Updated November 21, 2009
3 minute read

The one thing I have never suffered from, as a freelance writer was the lack of things to write about. Things to write about surround me. Ideas pop out at me at every step I take. Take the last trip I took with my wife to her favorite arts and crafts store, Michael's, as an example. My wife is an avid knitter, an expert knitter with over fifty year's experience. She spends a great deal of time at Michael is looking for just the right yarn for her latest project. The last time we were there, a couple of weeks ago, she was seeking out just the right Christmas yarn for the Christmas stockings that she was knitting and I was occupying myself with people watching when my eyes fell upon the lettering on the side of a large, yarn tote, "So Much Yarn, So Little Time To Knit." There was also a picture of a girl rushing about with a huge ball of yarn in her hands. My first thought was what a great Christmas gift that the tote would make for my two oldest grand daughters whom my wife is teaching to knit when they come to visit. It would be a great place for them to store their supplies and projects, making it easy for them to tote them from their home in the low lands to our home on Walch's mountain. Then, as my mind often does, I found myself seeing the words, "Too Many Ideas, Too Little Time to Write About them," and the idea for this article was born.

Many writers suffer from just the opposite problem; they set down at the keyboard and stare at the blank screen on their computer with no idea about what to write about. There are ways of handling that problem too but that is another idea for another article, another day. Today we are going to explore some ways to handle the problem that we will call the "Too Many Idea Syndrome," or TMIS for short. TIMIS was a real problem for me until I discovered a few steps that I could take to get it under control. Let me share a few of them with you here.

? The Red Dress Theory: Anne JaLeigh Sheway-Bryant proposed that at any given party that there will always be more women wearing "little Black Dresses," than there will be women wearing "Little Red Dresses." According to Anne, the women wearing the "Little Red Dresses" stand out from the crowd and garnered the lions share of attention. When faced with too many ideas to write about we can apply Anne's Red Dress Theory. Which idea stands out like a "Little Red Dress" in a sea of "Little Black Dresses?" when you find that one, that's the one you will want to write about.

? The Stupid Idea Theory: Tim Bete, author of Guide to Pirate Parenting, uses this approach to overcoming TMIS. He once said during an interview, "If you keep thinking about a stupid idea over a long period of time, it may get legs."

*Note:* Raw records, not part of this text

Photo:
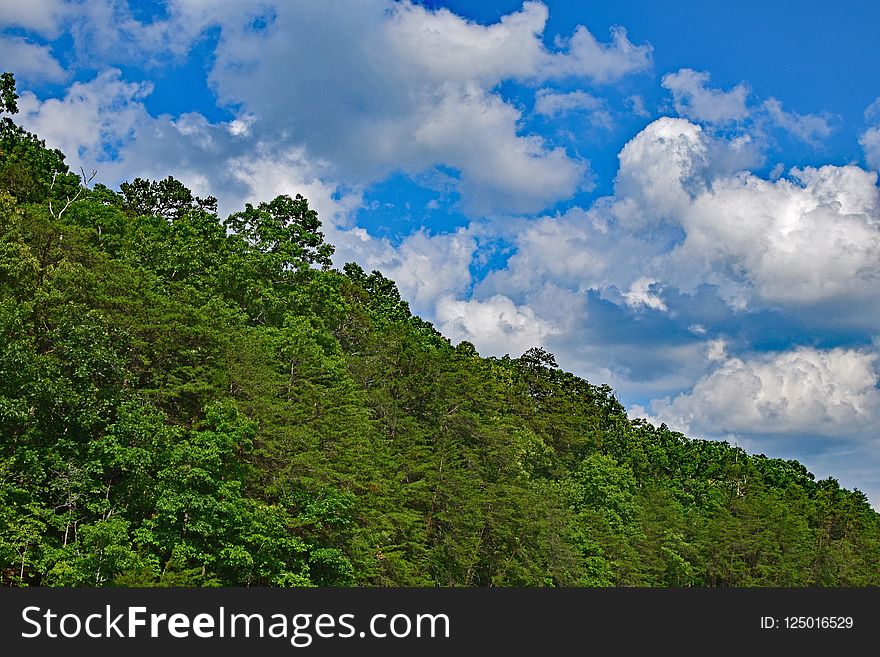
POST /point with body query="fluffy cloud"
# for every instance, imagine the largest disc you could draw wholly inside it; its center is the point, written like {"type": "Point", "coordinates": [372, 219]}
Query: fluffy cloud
{"type": "Point", "coordinates": [42, 16]}
{"type": "Point", "coordinates": [428, 267]}
{"type": "Point", "coordinates": [552, 104]}
{"type": "Point", "coordinates": [870, 143]}
{"type": "Point", "coordinates": [93, 119]}
{"type": "Point", "coordinates": [806, 239]}
{"type": "Point", "coordinates": [496, 325]}
{"type": "Point", "coordinates": [405, 88]}
{"type": "Point", "coordinates": [693, 99]}
{"type": "Point", "coordinates": [29, 60]}
{"type": "Point", "coordinates": [587, 57]}
{"type": "Point", "coordinates": [809, 128]}
{"type": "Point", "coordinates": [832, 393]}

? The Idea Grows Legs: one of the things that I have in common with Anne is that I often think better when I'm on the move. When TMIS really hits me hard, depending on the time of the year and the weather conditions, I get out my ATV, dirt bike, or snowmobile and go for a long ride over the mountain trails. I have a very good friend, a city gal, who handles the same problem by going for long jogs with a pocket notebook and pen tucked into her shorts or Jeans.

? One of the tricks that I learned while attending the University of Phoenix as a distance learning student was to create a deadline for an assignment even if there really wasn't a real deadline looming on the horizon. Having a deadline looking me in the face, even if it wasn't a deadline set by the university, I was forced to decide on one idea and then stick with it.

? The award-winning screenwriter Cynthia Whitcomb, who has sold 70 screenplays, compares writing ideas to making homemade soup in her kitchen. She once told an interviewer for Writer's Digest, "Think of your ideas like pots on the stove in the kitchen of your creative mind. Lift the lids and look inside. One of them is always closest to being soup. Write that one first."

? When facing with a real bad encounter with TMIS, write about the one idea that elicits the most passion in you. That is one of the reasons that the genre of erotica is so easy to break into. I mean sex generates passion in every relatively normal guy and gal, at least every one that I have ever encountered.

? Use GANTT Charts to organize your projects and the dates by which different phases of each project must be finished in order to meet the final deadline for each. A Gantt chart is a type of bar chart that illustrates a project schedule. Gantt charts illustrate the start and finish dates of the terminal elements and summary elements of a project. Terminal elements and summary elements comprise the work breakdown structure of the project. Some Gantt charts also show the dependency (i.e., precedence network) relationships between activities. Gantt charts can be used to show current schedule status using percent-complete shadings and a vertical "TODAY" line. If you don't have project management software loaded on your computer you can accomplish the same thing by using writing out these project dates on a large desk calendar.

Well, there you have it folks, seven great way to overcome the TMIS. Try them all on for size and I'm confident that you will find one or more of them that will work for you.